A.5 Caldon Topical Reports ER-80P and ER-157P Safety Evaluation Criterion The NRC staff reviewed and approved Caldon Topical Reports ER-80P and ER-157P related to the LEFM Check or LEFM CheckPlus Systems. In approving the Caldon Topical Reports, the NRC staff established four criteria to be satisfied by each licensee as follows:

Criterion 1 Discuss maintenance and calibration procedures that will be implemented with the incorporation of the LEFM, including processes and contingencies for inoperable LEFM instrumentation and the effect on thermal power measurements and plant operation.

Licensee Response to Criterion 1 The licensee will develop the necessary procedures and documents required for operation, maintenance, calibration, testing, and training at the MUR power level with the new Caldon LEFM CheckPlus system in accordance with Caldons requirements prior to declaring the system operational and raising the core power level above 3565 MWt. The incorporation of the Caldon maintenance calibration requirements into Vogtle 1 and 2 procedures and continued adherence to these requirements will assure that the Caldon LEFM CheckPlus System is properly maintained and calibrated.

Plant procedures for calibration and maintenance will be performed using site-specific procedures developed using Caldon technical manuals.

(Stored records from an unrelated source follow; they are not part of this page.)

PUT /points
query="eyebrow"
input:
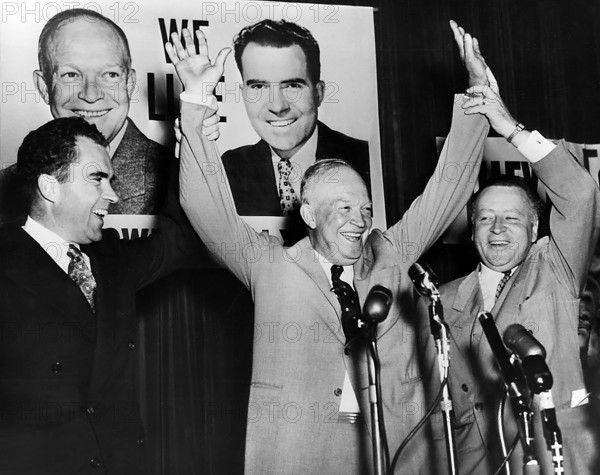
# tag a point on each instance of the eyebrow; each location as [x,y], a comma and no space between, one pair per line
[98,175]
[250,82]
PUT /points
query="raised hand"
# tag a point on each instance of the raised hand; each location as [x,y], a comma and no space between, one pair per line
[196,72]
[470,55]
[484,100]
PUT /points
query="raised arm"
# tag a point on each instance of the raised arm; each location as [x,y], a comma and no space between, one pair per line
[204,190]
[451,185]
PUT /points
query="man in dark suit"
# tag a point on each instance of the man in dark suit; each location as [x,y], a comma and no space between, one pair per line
[522,279]
[308,409]
[68,388]
[282,88]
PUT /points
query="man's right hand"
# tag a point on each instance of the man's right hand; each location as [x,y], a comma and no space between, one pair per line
[197,74]
[470,55]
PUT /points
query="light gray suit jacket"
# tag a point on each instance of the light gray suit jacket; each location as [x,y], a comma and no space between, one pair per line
[543,296]
[299,360]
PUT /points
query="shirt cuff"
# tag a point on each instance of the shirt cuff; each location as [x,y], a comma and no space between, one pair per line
[535,147]
[199,99]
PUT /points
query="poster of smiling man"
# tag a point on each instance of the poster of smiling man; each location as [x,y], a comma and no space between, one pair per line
[105,61]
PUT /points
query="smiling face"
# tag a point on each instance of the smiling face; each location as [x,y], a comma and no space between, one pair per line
[81,202]
[281,100]
[90,77]
[504,227]
[338,212]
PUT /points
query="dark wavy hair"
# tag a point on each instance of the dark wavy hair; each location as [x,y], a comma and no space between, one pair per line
[280,34]
[52,26]
[50,150]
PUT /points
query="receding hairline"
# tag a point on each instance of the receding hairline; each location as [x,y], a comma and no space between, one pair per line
[530,204]
[47,39]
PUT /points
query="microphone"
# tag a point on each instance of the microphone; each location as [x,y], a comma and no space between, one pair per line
[377,304]
[532,355]
[511,377]
[539,379]
[424,280]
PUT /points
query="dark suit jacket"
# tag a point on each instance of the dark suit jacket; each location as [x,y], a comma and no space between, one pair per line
[252,178]
[299,360]
[68,389]
[542,295]
[141,169]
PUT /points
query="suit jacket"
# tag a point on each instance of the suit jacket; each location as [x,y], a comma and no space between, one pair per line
[299,358]
[252,178]
[543,296]
[141,169]
[68,388]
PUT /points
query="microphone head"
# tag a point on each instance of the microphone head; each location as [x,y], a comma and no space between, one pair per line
[522,342]
[377,304]
[424,279]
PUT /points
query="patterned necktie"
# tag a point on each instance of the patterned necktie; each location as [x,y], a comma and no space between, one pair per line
[502,283]
[351,316]
[287,195]
[81,274]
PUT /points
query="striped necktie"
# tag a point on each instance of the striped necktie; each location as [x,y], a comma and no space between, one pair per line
[287,195]
[502,283]
[80,273]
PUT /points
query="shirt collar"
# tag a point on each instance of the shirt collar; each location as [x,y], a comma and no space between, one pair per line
[305,156]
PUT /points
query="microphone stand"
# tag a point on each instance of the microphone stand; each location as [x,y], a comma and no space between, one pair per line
[373,365]
[439,330]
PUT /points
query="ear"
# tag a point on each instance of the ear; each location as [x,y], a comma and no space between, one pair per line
[41,86]
[320,91]
[308,215]
[131,83]
[534,229]
[48,187]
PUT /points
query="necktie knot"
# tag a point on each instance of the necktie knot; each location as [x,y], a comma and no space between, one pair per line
[336,272]
[288,199]
[351,315]
[80,273]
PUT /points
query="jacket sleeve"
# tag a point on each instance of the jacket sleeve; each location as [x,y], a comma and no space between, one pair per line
[448,190]
[574,216]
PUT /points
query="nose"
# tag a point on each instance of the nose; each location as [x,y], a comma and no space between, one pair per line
[278,103]
[358,219]
[90,90]
[498,226]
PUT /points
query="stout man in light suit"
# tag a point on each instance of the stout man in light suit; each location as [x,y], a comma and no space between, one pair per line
[526,280]
[308,378]
[282,89]
[69,350]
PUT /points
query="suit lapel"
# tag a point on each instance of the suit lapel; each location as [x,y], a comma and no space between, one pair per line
[128,164]
[309,263]
[29,266]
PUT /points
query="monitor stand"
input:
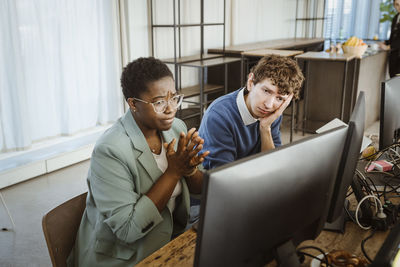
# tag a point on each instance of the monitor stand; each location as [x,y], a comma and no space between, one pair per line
[286,255]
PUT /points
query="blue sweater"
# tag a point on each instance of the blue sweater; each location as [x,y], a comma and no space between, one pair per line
[227,137]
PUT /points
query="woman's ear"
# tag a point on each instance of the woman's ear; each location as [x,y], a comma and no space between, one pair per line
[250,81]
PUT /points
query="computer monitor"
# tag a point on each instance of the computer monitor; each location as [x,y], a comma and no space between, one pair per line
[390,109]
[348,163]
[264,205]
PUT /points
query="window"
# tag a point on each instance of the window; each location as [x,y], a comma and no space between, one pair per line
[60,69]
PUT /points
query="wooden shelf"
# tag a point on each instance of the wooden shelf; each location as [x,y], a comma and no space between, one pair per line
[195,90]
[186,25]
[211,62]
[180,60]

Selected Instrumentation and Controls personnel in the Maintenance Department will be trained and qualified per the Vogtle 1 and 2 Institute for Nuclear Power Operations (INPO) accredited training program before maintenance or calibration is performed and prior to increasing the power level above 3565 MWt. Initially, Caldon will provide formal training to Vogtle 1 and 2 personnel. Plant instrumentation that affects the power calorimetric, including Caldon LEFM Checkplus inputs, will be monitored by the Vogtle 1 and 2 System Engineering personnel. These instruments are included in the Vogtle 1 and 2 preventive maintenance program and/or TS surveillance program for periodic calibration.

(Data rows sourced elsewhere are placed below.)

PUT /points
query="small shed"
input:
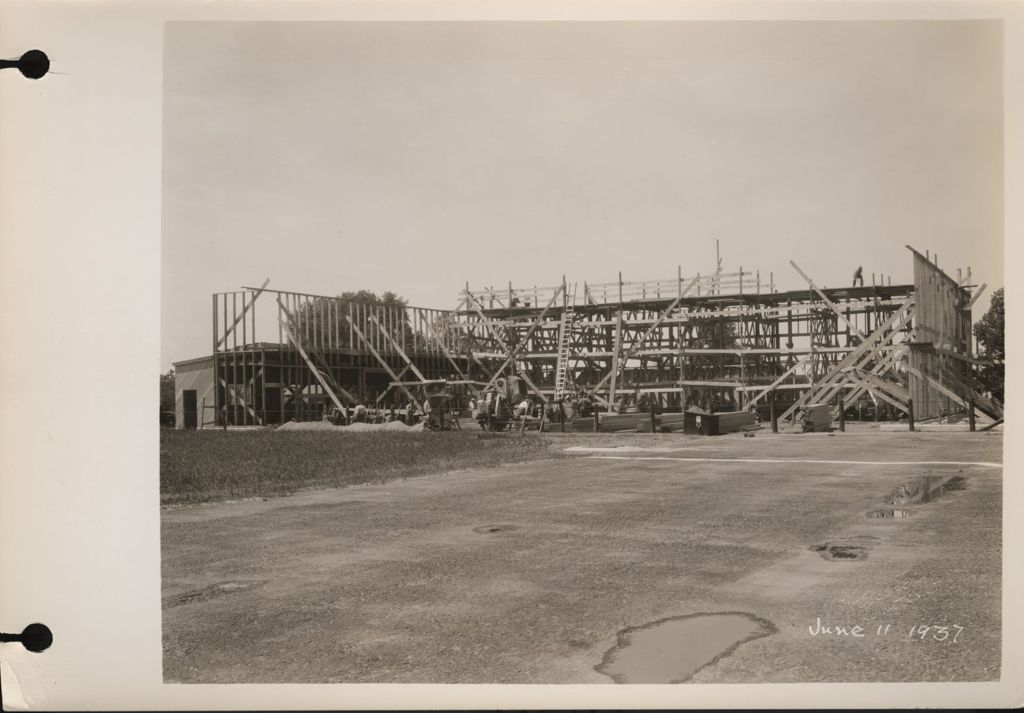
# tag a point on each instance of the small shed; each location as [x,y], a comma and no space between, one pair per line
[696,421]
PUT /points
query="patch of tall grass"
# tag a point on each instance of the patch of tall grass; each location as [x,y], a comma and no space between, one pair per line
[202,466]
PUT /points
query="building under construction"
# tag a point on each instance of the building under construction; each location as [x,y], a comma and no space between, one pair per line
[722,341]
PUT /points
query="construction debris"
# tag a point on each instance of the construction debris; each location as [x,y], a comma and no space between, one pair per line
[815,418]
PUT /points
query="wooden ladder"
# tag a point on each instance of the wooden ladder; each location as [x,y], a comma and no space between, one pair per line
[564,340]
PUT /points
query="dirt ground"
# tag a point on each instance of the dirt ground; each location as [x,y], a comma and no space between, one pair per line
[555,572]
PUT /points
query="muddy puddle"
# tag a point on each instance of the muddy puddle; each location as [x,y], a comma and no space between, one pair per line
[890,513]
[214,590]
[848,549]
[925,489]
[491,529]
[671,651]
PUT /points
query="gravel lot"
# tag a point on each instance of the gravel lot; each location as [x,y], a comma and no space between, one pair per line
[538,573]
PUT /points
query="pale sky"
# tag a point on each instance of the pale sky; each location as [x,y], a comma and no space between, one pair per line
[415,157]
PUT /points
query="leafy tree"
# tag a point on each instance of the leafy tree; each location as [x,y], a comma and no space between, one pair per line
[990,331]
[167,391]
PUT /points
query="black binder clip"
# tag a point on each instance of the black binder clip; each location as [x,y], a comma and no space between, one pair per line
[33,65]
[35,637]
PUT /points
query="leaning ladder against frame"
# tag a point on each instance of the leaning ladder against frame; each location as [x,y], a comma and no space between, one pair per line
[564,341]
[322,373]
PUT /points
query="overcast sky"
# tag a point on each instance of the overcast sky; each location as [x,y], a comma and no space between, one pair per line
[418,157]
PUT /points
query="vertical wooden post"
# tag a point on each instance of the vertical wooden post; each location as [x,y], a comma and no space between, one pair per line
[614,357]
[216,386]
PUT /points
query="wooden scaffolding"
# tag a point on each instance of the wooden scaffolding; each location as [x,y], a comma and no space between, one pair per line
[723,341]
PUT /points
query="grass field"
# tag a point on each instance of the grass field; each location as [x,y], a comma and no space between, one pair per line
[203,466]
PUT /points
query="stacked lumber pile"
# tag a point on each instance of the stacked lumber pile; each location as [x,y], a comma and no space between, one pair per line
[732,421]
[816,417]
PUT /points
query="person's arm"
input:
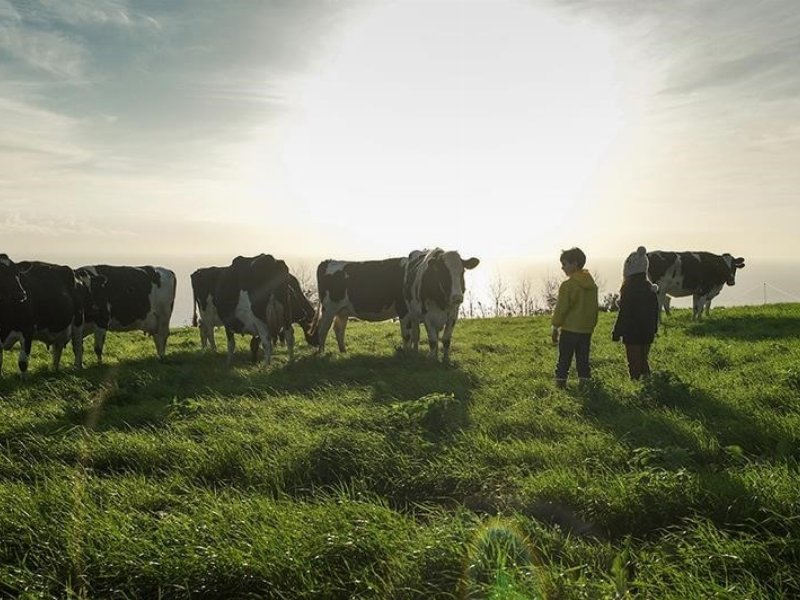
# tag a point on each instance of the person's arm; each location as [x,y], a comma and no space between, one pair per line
[560,311]
[619,324]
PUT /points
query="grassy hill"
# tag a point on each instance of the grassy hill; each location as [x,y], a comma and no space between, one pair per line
[377,475]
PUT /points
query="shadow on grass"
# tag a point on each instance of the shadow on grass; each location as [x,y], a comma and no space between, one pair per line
[676,429]
[140,392]
[653,419]
[747,327]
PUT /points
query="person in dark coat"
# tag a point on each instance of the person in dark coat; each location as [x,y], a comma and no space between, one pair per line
[637,320]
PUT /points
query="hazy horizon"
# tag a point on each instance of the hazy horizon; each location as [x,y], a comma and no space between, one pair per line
[364,129]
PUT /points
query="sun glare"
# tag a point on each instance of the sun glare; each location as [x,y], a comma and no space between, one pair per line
[474,126]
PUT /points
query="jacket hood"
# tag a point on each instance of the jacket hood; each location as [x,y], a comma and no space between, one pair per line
[584,279]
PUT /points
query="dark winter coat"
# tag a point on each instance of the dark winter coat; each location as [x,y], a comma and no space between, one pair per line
[637,320]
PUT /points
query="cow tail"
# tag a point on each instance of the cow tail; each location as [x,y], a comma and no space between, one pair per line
[194,309]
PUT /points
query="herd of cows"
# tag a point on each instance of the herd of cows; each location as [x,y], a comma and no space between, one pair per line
[258,296]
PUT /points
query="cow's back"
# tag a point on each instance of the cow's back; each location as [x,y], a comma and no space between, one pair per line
[54,300]
[370,290]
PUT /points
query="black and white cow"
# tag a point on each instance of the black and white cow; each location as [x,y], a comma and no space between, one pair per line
[282,315]
[204,284]
[701,275]
[52,310]
[425,287]
[128,299]
[253,297]
[16,321]
[57,301]
[434,289]
[369,290]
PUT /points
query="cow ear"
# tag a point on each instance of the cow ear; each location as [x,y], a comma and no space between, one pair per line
[470,263]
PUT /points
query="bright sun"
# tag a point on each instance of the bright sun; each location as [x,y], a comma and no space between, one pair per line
[470,125]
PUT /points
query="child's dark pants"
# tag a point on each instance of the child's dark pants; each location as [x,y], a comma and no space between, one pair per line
[573,344]
[637,359]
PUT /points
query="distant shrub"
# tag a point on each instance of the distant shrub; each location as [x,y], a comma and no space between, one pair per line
[438,414]
[665,389]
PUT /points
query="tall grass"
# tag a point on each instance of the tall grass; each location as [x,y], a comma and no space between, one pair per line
[379,475]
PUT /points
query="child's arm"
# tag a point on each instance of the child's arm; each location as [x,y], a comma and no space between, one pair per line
[560,311]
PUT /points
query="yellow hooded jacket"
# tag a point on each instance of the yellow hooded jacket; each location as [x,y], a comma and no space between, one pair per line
[576,309]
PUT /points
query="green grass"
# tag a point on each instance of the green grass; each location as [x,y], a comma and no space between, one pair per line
[379,475]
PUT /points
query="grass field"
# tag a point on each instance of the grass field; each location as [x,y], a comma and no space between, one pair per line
[377,475]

The MUR power uprate is based on the use of the Caldon LEFM CheckPlus flowmeter. It is necessary for the licensee to derate to the current license power level (3565 MWt), if the Caldon LEFM CheckPlus flowmeter is out of service beyond the AOT. After the AOT has expired and without an operable CheckPlus, or if core thermal power changes by more than 10% while the CheckPlus is inoperable, the plant will be operated as though the CheckPlus was never installed and the power uprate was not in effect.

Criterion 2 For plants that currently have LEFMs installed, provide an evaluation of the operational and maintenance history of the installed instrumentation and confirmation that the installed instrumentation is representative of the LEFM system and bounds the analysis and assumptions set forth in Topical Report ER-80P.

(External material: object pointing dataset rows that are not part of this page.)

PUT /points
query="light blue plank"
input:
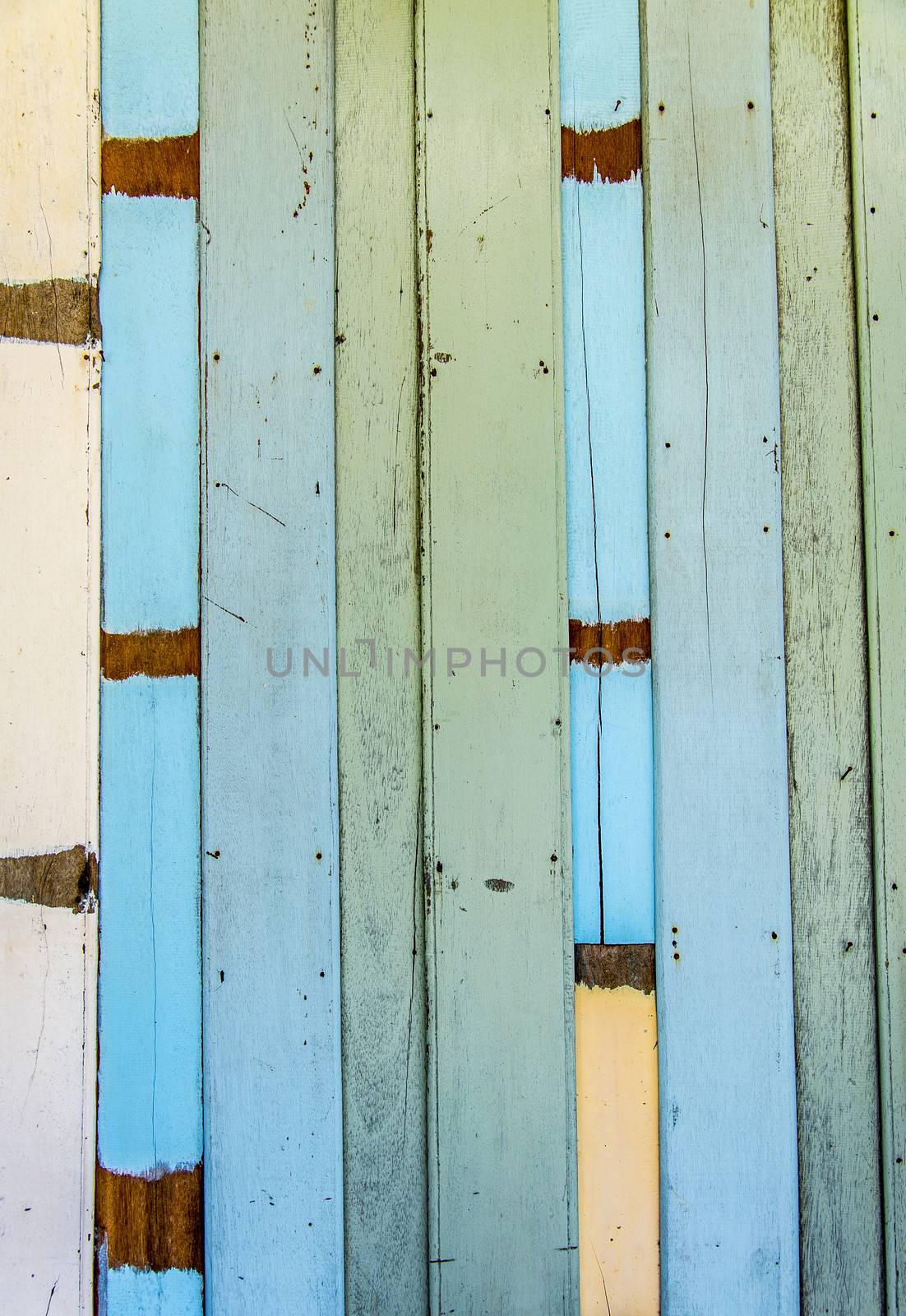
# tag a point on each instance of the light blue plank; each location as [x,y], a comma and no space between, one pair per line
[607,438]
[621,855]
[150,414]
[150,67]
[150,990]
[274,1177]
[600,78]
[730,1227]
[145,1293]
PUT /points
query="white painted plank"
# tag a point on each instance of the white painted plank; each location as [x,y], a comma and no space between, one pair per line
[726,1053]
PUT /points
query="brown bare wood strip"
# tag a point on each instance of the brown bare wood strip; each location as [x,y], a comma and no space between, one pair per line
[616,966]
[50,311]
[151,653]
[613,153]
[144,166]
[151,1224]
[623,642]
[63,881]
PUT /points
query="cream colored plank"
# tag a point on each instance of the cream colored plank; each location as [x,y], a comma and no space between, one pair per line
[48,161]
[618,1165]
[45,969]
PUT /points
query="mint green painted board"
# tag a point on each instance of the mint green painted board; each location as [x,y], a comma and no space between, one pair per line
[842,1245]
[274,1223]
[379,711]
[497,875]
[877,89]
[725,984]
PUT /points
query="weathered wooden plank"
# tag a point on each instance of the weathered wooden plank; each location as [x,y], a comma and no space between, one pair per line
[271,920]
[607,464]
[840,1237]
[726,1050]
[502,1102]
[617,1107]
[379,712]
[150,67]
[877,79]
[49,594]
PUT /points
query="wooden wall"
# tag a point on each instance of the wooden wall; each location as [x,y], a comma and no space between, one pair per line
[459,383]
[49,591]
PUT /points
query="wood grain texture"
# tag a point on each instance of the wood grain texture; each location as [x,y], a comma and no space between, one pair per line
[274,1221]
[502,1098]
[726,1048]
[842,1249]
[150,1224]
[607,465]
[617,1107]
[379,715]
[49,594]
[877,81]
[141,166]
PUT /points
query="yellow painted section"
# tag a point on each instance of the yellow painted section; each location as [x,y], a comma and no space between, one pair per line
[618,1175]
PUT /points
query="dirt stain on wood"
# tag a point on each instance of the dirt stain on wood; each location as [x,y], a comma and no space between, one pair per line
[141,166]
[151,653]
[151,1223]
[616,966]
[66,879]
[614,155]
[59,311]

Licensee Response to Criterion 2 This criterion is not applicable to Vogtle 1 and 2. The licensee currently uses venturis to measure feedwater flow to support the secondary calorimetric power measurements.

Criterion 3 Confirm that the methodology used to calculate the uncertainty of the LEFM in comparison to the current feedwater instrumentation is based on accepted plant setpoint methodology (with regard to the development of instrument uncertainty). If an alternative approach is used, the application should be justified and to both venturi and ultrasonic flow measurement instrumentation installations for comparison.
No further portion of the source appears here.